Preparing the release

  1. Create a new branch for the release: git checkout -b %VERSION%-prep. Note the -prep suffix for release preparation, as the actual %VERSION% branch needs to stay unused for the actual release tag branch.

  2. In aura/CHANGELOG.md change the version identifier [Unreleased] to the release version and add the current date.

  3. Bump the version of the aura repository with poetry version <version>.

  4. Update the versions of referenced services in the Docker Compose config/<docker compose>/sample.env files and in .env.version.

  5. Update the configuration files, fixtures and changelogs by running

    make dev.prepare-release
    

    This command pulls all configuration files, fixtures and changelogs from the individual repos identified by the versions in .env.version. The changlogs are stored .tmp and are merged into a file named merged-CHANGELOG-%AURA_VERSION%.md. Commit any changed configs and fixtures.

  6. Commit and push the branch.

Now inform the testers to check-out and test the given branch.

Performing the release

After the testers inform the product owner and development team, that the release criteria is met, we can proceed.

In case developers have done any last minute bugfixes and re-released their services, ensure all the configuration and changelog files are still up-to-date by executing

make dev.prepare-release

once more.

  1. Take the contents of .tmp/merged-CHANGELOG-%AURA_VERSION%.md and paste it into a new section in docs/release-notes.md.
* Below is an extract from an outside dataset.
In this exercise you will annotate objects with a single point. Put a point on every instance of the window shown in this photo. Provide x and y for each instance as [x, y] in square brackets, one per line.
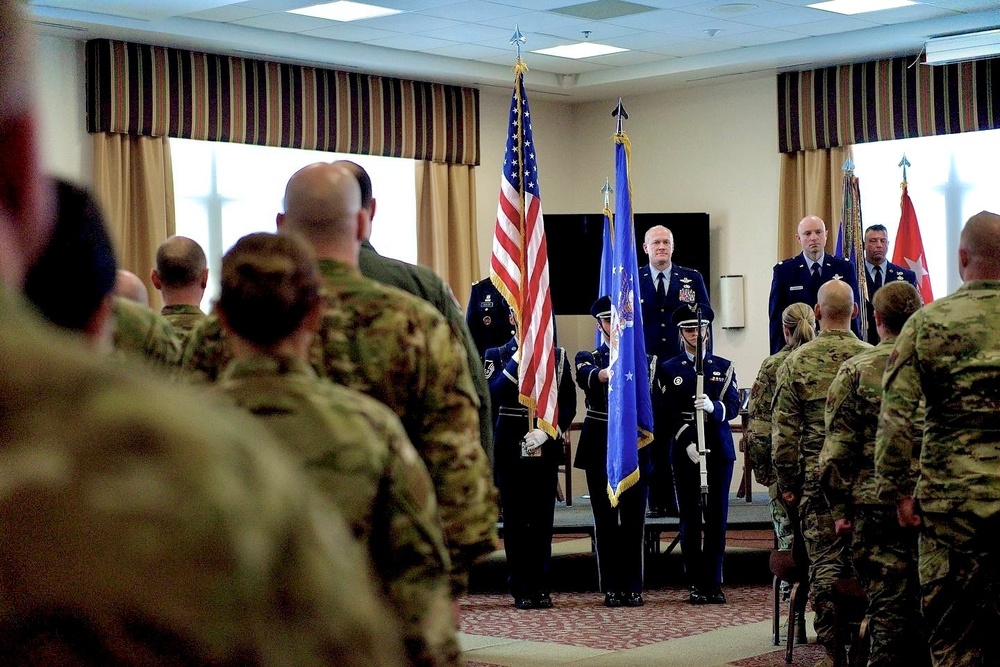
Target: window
[951, 178]
[224, 191]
  2. Now we have to start thinking: What should be in the header of the release notes? Comprehend what this release delivers by checking the roadmap and contents of the changelog below.

  3. Review and commit the changes.

  4. To ship the release, run

make dev.release
  1. Check out main and merge everything changed, except the version updates. They should remain as main for all services. Alternatively cherry-pick the relevant commits or update the relevant version strings to main after the merge.

  2. Update aura/CHANGELOG.md with a new template section for the next release.

  3. Push the changes to main.

  4. Delete the branch used for release preparation.

  5. Inform the product owner and team that the release is done.